O horário flexível proporcionado pelo trabalho é o principal atrativo para os "baby boomers" com compromissos familiares. Ao usar o TaskRabbit, Haller conseguiu manter sua renda estável, mesmo que passe menos tempo trabalhando. Em vez de ter uma jornada das 8h às 17h, ela faz "duas horas aqui, três lá e trabalha em alguns sábados". Com isso, diz ela, "tem muito mais tempo" para estar em casa e se dedicar aos dois filhos adolescentes.

Para outros "boomers", o trabalho freelancer é uma maneira de finalmente buscar suas paixões.

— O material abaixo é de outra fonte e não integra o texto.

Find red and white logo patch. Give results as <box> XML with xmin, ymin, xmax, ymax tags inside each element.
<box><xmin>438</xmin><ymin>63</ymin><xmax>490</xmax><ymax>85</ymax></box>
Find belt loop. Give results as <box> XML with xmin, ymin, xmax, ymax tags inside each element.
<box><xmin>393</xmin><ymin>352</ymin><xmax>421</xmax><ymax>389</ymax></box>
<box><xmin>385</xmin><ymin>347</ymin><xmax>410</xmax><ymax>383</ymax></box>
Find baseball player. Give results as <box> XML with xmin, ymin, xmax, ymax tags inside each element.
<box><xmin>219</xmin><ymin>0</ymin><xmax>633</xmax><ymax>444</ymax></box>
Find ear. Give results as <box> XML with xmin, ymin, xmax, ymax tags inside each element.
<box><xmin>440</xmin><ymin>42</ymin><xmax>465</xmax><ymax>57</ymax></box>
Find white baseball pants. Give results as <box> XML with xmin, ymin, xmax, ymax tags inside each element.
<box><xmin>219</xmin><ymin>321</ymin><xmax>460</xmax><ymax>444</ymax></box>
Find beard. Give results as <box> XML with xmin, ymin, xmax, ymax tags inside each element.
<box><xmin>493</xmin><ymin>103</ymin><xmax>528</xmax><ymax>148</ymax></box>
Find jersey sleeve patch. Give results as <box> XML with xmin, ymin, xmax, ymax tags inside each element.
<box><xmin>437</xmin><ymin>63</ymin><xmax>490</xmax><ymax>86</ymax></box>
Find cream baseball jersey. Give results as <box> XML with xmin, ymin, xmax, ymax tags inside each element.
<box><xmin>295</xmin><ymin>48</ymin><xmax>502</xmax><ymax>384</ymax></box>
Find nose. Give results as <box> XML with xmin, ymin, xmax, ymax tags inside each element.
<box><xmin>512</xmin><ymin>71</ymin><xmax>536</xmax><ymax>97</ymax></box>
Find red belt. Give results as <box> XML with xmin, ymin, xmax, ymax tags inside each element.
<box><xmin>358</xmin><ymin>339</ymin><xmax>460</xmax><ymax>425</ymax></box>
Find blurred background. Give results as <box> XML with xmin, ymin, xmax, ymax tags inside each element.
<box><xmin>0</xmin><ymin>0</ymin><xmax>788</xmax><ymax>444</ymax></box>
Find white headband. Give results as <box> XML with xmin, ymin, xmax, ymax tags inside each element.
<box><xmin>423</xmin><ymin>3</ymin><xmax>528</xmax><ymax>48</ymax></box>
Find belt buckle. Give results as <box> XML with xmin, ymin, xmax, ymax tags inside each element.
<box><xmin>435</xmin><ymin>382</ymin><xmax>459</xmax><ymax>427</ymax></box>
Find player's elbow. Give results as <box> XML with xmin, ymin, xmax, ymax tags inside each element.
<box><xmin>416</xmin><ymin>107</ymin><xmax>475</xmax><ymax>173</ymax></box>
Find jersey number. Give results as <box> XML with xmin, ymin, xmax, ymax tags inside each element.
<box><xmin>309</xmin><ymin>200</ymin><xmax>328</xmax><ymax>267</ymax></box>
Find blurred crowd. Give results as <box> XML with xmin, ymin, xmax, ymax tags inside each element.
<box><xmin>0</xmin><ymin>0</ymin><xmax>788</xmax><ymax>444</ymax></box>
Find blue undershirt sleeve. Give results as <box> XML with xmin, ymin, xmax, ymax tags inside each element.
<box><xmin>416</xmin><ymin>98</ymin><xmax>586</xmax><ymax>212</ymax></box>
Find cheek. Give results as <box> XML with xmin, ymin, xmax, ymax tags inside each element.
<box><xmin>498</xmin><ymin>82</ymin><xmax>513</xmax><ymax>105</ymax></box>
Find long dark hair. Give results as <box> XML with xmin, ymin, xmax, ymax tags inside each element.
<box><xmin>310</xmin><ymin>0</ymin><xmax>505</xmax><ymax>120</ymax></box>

O americano Dan Hays, 68, passou a maior parte de sua carreira no setor de petróleo e gás. Em 2015, durante uma conversa telefônica, um cliente elogiou sua voz --um suave barítono com um sutil sotaque texano-- e sugeriu que Hays trabalhasse com dublagens.

Hays se inscreveu, então, no Fiverr e conseguiu seu primeiro trabalho como dublador.

Eu era bom no que fazia em petróleo e gás, mas isso não alimentava meu espírito. Era muito competitivo, muito estressante. A certa altura, pensei: 'quero tentar algo diferente'
Dan Hays

Ele, desde então, já expandiu suas ofertas no Fiverr para serviços de texto e roteiro como freelancer. "Sou escritor desde criança", diz.

Agora, ele trabalha apenas de 10 a 15 horas por semana. Quando sente que chegou a um bom momento de parar, ele faz o que lhe convier. Durante a entrevista, em uma tarde de quinta-feira, ele contou: "Logo mais vou ao parque brincar com os cachorros e depois vou assistir a um jogo de futebol".

Talvez todos nós queremos a mesma coisa, afinal de contas.